I should like to have a few nuances added, though. The first concerns these statements by Charles Bevan:
If a person who grows bonsai does not consider bonsai to be an
art, they will not be creating bad art; they will be creating a decoration.
......one must wonder, if a back-yard bonsaiist refuses to admit that they are creating art, can their trees truly be called art? If there is no attempt to add artistic value into their trees, then it cannot be called art.
I know two people who do not consider bonsai to be an art, but rather the product of artisan work. Yet both produce very beautiful bonsai, that far exceed the standard of decoration. The label of "art" or "artist" just does not sit easy with them. It happens.
The next lines are by Andy Rutledge:
Growing a tree, even a magnificent one, in a pot is gardening. Applying technique to that tree is craft. It is in the presentation of the tree, the pot, the stand, the setting and the compainion(s) that bonsai becomes art.
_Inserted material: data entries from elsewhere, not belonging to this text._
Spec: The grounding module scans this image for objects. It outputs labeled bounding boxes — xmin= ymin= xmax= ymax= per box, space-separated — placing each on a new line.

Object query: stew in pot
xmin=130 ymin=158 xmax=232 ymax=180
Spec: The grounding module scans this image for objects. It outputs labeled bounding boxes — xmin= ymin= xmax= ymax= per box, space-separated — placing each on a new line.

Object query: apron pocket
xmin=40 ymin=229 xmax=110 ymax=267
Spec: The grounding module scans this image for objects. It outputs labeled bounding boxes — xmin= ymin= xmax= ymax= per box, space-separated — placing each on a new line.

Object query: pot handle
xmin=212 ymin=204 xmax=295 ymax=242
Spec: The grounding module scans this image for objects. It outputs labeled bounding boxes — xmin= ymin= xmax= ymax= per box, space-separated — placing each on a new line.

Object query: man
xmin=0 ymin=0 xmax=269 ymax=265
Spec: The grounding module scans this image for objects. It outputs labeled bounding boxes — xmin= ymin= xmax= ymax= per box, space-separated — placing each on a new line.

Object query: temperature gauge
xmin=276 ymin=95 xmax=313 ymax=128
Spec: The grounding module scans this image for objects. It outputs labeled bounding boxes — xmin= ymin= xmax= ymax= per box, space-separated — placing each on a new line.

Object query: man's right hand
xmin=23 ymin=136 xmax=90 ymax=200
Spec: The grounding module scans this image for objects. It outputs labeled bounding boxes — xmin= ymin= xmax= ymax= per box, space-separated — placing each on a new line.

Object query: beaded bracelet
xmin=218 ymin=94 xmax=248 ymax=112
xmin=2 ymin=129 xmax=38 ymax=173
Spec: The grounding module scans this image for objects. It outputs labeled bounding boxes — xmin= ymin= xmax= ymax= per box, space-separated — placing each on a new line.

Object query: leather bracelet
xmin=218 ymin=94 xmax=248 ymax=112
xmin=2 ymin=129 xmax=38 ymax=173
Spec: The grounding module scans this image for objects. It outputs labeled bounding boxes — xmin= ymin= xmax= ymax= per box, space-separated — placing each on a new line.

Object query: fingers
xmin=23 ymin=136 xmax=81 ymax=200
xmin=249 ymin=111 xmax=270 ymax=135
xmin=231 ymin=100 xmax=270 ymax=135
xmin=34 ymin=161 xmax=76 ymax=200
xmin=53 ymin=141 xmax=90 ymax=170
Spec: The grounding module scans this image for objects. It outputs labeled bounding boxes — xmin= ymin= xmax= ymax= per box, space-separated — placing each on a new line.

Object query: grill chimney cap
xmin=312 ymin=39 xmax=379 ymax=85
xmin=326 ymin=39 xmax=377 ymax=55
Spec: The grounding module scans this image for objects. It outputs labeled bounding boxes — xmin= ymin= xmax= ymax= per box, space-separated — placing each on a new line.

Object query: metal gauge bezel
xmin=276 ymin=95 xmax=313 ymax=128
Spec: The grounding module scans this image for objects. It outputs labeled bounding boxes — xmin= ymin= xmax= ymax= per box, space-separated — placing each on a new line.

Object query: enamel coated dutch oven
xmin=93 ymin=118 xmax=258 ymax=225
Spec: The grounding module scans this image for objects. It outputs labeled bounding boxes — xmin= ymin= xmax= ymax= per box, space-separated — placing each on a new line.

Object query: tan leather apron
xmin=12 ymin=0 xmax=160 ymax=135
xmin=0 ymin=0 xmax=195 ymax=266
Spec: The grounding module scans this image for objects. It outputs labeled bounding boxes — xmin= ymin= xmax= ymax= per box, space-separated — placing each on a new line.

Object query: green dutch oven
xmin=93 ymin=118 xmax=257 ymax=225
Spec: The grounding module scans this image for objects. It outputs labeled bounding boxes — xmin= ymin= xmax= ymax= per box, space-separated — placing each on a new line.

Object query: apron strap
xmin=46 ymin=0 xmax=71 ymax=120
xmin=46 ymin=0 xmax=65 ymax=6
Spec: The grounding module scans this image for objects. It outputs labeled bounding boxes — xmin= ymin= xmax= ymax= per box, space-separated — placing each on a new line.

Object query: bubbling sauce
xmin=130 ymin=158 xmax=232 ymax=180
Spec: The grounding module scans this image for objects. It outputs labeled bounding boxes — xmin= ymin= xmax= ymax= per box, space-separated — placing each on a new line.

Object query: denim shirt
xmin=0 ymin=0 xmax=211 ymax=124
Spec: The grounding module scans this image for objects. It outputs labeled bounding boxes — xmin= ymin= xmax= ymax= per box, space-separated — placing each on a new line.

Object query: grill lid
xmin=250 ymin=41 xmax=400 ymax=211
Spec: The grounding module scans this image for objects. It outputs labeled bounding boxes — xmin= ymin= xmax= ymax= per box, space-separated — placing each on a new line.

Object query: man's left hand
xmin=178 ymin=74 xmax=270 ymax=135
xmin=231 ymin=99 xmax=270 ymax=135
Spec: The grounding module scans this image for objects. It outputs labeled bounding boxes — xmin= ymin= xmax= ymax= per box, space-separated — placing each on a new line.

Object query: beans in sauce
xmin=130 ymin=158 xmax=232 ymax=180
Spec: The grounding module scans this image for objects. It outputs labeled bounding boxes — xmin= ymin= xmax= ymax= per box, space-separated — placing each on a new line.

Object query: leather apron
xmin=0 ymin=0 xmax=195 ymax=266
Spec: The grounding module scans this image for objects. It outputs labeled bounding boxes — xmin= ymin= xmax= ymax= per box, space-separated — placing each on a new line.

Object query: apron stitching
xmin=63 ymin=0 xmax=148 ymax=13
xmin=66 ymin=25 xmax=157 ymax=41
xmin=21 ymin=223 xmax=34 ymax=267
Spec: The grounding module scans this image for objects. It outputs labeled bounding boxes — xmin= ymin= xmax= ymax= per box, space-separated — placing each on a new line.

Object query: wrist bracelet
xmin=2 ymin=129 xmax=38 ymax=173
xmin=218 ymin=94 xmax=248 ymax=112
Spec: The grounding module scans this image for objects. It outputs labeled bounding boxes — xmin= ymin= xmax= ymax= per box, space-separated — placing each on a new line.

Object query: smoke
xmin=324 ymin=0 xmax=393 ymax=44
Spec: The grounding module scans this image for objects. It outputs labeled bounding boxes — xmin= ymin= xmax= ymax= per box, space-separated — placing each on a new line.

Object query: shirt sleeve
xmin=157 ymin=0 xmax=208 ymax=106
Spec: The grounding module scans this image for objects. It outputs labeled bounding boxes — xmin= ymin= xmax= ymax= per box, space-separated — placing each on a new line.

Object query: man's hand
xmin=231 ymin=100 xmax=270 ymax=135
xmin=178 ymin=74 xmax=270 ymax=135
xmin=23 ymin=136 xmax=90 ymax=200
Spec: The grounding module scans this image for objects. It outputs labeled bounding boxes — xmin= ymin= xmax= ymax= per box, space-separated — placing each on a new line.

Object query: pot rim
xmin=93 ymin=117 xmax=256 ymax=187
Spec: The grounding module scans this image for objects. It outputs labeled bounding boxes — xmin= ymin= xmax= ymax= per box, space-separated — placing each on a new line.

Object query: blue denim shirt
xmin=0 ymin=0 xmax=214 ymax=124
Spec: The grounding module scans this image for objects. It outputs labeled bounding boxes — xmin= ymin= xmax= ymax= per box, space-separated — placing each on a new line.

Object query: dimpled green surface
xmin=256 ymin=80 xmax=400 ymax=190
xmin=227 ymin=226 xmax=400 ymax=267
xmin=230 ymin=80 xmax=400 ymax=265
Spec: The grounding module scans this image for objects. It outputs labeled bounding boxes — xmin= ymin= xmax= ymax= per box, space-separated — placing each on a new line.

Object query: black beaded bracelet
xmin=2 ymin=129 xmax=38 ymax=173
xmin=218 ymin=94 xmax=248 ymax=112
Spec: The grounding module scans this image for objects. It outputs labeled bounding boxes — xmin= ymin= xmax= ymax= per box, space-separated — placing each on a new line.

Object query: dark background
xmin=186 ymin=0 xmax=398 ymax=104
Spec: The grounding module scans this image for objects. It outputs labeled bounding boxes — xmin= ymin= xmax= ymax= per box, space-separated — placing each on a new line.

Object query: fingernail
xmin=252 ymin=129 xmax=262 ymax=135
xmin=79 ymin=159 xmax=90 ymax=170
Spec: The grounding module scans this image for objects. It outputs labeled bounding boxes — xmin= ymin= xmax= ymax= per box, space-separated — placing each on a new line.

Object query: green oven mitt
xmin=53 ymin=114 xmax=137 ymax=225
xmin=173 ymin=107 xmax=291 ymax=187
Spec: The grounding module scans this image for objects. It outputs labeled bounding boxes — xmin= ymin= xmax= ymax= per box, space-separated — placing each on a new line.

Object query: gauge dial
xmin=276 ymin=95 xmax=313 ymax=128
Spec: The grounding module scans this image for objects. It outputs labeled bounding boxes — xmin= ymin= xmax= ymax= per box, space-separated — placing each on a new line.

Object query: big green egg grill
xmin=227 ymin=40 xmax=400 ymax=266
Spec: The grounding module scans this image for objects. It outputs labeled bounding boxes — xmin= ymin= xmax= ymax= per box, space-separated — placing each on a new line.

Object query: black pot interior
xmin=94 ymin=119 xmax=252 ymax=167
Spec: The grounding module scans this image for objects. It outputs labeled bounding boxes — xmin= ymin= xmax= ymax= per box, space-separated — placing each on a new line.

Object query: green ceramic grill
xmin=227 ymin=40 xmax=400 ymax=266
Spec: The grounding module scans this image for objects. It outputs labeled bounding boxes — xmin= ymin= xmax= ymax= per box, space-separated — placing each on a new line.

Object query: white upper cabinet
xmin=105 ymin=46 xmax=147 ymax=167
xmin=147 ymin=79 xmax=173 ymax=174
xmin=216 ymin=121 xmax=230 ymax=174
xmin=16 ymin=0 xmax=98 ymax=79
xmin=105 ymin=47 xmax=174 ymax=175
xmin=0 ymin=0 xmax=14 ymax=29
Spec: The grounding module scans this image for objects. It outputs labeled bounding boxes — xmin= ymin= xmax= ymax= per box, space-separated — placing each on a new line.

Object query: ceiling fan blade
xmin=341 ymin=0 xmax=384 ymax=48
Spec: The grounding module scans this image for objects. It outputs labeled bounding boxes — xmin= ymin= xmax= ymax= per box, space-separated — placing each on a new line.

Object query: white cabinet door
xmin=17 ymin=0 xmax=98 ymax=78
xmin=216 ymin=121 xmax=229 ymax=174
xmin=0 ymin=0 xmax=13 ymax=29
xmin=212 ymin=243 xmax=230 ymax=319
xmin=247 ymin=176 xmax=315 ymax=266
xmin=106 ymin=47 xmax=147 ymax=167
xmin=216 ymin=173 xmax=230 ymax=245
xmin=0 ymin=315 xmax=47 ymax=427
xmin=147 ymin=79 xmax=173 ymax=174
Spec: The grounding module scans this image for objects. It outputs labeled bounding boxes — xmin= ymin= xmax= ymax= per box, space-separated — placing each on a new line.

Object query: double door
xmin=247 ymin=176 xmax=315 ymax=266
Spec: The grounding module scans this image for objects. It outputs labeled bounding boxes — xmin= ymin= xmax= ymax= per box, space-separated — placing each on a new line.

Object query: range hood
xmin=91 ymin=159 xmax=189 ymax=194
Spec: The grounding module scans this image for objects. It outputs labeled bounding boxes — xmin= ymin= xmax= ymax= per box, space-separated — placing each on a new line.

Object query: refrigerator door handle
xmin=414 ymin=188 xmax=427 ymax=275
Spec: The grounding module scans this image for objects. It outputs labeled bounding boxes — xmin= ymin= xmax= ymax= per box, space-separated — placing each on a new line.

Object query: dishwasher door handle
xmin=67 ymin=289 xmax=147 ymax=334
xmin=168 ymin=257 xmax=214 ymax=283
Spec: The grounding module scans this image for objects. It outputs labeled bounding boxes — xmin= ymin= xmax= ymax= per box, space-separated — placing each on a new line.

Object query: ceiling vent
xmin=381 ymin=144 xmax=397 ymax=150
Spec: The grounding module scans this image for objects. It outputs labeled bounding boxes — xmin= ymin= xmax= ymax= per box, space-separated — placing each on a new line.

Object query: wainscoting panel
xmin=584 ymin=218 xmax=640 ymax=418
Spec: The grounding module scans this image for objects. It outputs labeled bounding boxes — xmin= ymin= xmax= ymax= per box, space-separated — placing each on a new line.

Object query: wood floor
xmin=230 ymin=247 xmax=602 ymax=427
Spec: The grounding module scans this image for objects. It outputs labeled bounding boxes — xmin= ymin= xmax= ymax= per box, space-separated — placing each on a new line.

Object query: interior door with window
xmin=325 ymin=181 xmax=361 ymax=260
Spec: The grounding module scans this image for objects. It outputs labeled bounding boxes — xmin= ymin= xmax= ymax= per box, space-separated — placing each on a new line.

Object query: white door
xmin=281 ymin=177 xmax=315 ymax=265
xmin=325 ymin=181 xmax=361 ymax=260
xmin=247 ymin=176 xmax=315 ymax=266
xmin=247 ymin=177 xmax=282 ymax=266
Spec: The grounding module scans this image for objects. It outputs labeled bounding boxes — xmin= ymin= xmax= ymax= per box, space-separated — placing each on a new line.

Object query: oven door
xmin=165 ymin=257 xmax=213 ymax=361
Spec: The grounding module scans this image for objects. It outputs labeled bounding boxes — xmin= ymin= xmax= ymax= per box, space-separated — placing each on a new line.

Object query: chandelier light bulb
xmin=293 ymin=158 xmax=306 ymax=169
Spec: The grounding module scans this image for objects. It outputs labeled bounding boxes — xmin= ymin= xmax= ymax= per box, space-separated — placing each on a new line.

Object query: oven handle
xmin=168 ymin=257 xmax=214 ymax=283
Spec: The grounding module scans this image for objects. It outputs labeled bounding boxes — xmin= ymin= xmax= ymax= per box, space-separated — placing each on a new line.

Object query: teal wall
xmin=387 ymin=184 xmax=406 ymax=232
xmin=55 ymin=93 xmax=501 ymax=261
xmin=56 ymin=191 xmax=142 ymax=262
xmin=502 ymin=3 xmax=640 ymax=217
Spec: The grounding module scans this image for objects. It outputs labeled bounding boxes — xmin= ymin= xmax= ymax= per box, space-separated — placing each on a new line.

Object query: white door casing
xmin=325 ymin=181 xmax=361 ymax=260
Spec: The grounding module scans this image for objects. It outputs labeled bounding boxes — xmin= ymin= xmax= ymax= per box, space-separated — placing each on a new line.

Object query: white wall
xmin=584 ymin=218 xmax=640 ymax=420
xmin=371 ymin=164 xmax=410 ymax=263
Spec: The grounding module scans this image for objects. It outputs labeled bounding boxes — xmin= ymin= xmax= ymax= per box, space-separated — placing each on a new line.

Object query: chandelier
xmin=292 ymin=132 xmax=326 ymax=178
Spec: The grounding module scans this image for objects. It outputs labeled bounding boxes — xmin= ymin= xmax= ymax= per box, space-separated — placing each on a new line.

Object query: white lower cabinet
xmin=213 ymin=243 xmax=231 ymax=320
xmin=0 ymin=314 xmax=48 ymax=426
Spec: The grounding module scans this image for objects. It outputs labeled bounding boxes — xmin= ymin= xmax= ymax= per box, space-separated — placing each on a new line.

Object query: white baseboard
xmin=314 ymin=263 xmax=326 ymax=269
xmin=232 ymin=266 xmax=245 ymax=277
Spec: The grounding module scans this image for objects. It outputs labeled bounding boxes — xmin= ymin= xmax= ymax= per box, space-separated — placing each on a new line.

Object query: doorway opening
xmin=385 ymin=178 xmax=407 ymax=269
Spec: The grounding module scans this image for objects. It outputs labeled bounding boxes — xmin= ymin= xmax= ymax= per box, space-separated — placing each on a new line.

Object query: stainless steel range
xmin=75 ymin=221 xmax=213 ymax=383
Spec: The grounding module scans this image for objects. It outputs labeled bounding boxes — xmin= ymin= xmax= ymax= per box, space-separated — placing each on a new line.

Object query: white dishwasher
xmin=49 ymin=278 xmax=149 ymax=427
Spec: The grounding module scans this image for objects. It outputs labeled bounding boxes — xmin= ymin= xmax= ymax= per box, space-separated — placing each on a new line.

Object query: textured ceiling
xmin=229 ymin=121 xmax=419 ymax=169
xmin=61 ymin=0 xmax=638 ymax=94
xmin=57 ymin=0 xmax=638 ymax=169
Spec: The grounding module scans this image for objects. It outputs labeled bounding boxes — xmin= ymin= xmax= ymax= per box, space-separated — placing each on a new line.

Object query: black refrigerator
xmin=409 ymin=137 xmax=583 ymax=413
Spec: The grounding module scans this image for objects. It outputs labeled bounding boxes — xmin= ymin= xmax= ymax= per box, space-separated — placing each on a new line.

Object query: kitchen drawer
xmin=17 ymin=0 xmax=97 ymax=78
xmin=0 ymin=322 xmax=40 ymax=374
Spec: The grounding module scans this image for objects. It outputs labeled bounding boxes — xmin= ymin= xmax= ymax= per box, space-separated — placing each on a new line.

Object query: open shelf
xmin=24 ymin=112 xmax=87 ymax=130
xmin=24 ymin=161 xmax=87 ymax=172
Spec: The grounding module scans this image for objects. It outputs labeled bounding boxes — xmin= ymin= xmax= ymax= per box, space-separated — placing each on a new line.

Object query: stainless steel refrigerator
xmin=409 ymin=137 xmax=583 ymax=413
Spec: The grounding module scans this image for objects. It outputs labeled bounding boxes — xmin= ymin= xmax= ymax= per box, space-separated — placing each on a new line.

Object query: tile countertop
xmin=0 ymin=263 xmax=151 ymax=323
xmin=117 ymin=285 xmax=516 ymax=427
Artistry and artistic principles are necessary in each step, in each component, but the fullness of bonsai art is in display. The display has to be an artistic display, else it's just so much "stuff."
I think that that is putting things too strongly, Andy. Only a few days ago, at a club workshop, one of the most accomplished members arrived with a spruce in a black plastic nursery pot. That tree had a beautiful trunk line and was styled to perfection. The owner had worked on it for 7 years, and he told us that it was due to be bonsai-potted next Spring. There was no doubt in anyone's mind, that day, that here was one of the best works of bonsai art they had seen in a while.
Of course, there is no doubt that when that tree is displayed the way it ultimately has to be, it will look even better. But right now, in its plastic pot, it is a work of art.
Too often, the bonsai pot and the stand become a crutch for those who exhibit mediocre trees.....
But no doubt you'll consider that beside the point.